I have the very familiar problem eth0: kevent 2 may have been dropped when torrenting to a usb hard drive and already increased the memory and disabled the turbo mode, however occasionaly my Pi still 'drops' it and needs to be rebooted. The problem is that once I reboot I get the following:

[...] Checking file systems...fsck from util-linux 2.20.1
fsck.ext4: Unable to resolve `UUID=[insert UUID here]`
fsck died with exit status 8
failed (code 8).
[FAIL] File system check failed. A log is being saved in /var/log/fsck/checkfs if that location is writable. Please repair file system manually. ... failed!
[warn] A maintenance shell will now be started. CONTROL-D will terminate this shell and resume system boot. ... (warning).
Press enter for maintenance(or type Control-D to continue): 

And now it waits for keyboard input, which is annoying because it runs headless and no keyboard is attached (and ssh isn't started yet). How can I get the Pi to continue booting (without interaction)?

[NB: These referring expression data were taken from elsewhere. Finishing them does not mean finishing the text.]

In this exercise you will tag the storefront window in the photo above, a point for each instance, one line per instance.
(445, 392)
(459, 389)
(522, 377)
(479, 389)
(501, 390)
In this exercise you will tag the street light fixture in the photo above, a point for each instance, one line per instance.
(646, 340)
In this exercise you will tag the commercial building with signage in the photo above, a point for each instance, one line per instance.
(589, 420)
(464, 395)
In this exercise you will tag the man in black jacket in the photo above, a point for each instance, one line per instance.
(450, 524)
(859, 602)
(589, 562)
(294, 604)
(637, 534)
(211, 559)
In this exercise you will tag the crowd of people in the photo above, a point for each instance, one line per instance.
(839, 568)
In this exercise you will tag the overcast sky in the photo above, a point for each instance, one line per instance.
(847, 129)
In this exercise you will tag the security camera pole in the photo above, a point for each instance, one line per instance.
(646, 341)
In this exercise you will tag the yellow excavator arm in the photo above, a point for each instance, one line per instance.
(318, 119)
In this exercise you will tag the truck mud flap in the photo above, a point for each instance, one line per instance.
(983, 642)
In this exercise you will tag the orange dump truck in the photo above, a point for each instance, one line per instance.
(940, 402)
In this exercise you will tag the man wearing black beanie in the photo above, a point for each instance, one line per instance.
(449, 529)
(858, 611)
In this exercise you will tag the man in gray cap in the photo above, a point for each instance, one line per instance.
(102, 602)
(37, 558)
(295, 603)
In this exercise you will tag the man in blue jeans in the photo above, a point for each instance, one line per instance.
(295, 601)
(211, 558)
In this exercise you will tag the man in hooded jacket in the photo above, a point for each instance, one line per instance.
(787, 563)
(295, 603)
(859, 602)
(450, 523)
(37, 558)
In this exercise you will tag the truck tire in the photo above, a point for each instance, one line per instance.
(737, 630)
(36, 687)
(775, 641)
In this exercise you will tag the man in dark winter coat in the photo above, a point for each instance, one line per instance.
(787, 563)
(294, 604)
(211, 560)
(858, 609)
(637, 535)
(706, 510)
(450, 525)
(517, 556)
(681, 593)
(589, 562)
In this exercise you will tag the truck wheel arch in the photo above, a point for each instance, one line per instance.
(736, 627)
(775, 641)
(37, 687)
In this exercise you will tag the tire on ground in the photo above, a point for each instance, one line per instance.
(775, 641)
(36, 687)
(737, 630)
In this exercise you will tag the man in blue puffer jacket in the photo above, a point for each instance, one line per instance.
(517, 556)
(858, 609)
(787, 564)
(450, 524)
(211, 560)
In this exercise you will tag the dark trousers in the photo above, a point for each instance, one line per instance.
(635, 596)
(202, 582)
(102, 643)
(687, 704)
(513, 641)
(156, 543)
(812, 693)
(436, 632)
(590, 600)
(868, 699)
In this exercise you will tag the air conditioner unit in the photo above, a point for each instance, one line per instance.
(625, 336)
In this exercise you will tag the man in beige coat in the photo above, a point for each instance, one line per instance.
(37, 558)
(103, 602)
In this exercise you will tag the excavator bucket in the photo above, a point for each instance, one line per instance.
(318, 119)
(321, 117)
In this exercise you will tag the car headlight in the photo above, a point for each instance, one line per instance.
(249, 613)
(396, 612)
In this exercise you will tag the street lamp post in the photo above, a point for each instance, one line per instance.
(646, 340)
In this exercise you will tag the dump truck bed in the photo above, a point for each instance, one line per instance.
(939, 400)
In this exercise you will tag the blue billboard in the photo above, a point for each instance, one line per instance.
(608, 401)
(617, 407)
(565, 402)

Setting the fsck option in /etc/fstab to zero obviously works, but I'd rather have it sent me an email and continue booting (I already have exim set up).

1 Answer 1


You can set the fsck and mount up at some point in the boot process yourself to get around this. The simple version would be if there's nothing else in the boot process which requires the drive, in which case you can add to /etc/rc.local (I'm presuming debian, btw; arch using systemd will be somewhat different).

fsck -n UUID=...
if [[ $? != 0 ]]; then
    logger -p user.warning "/etc/rc.local: fsck fail $?"
else mount ....

I think you will need the '-n' since fsck will probably consider itself to be running non-interactively here (you could also try '-y'). This means it won't repair anything, it will just fail if something's wrong. Redirecting the output to a log would also be useful.

Note that this means you have to put a 0 in fstab for fsck and the noauto option so that it is not yet mounted when this runs (which rc.local runs after everything else).

If there's something in the boot process that does require it, you'll have to add your own service at an appropriate point (on debian see /etc/init.d/README).

You can also use udev rules for this, btw.

  • Thanks for your suggestion, in this way it is also possible to do something with the exit status, nice! Mar 18, 2013 at 8:10
  • 1
    @GerhardBurger : Yeah -- and actually fsck may fail there if it sees itself as being run non-interactively. I'll edit some stuff in to flesh those possibilities out.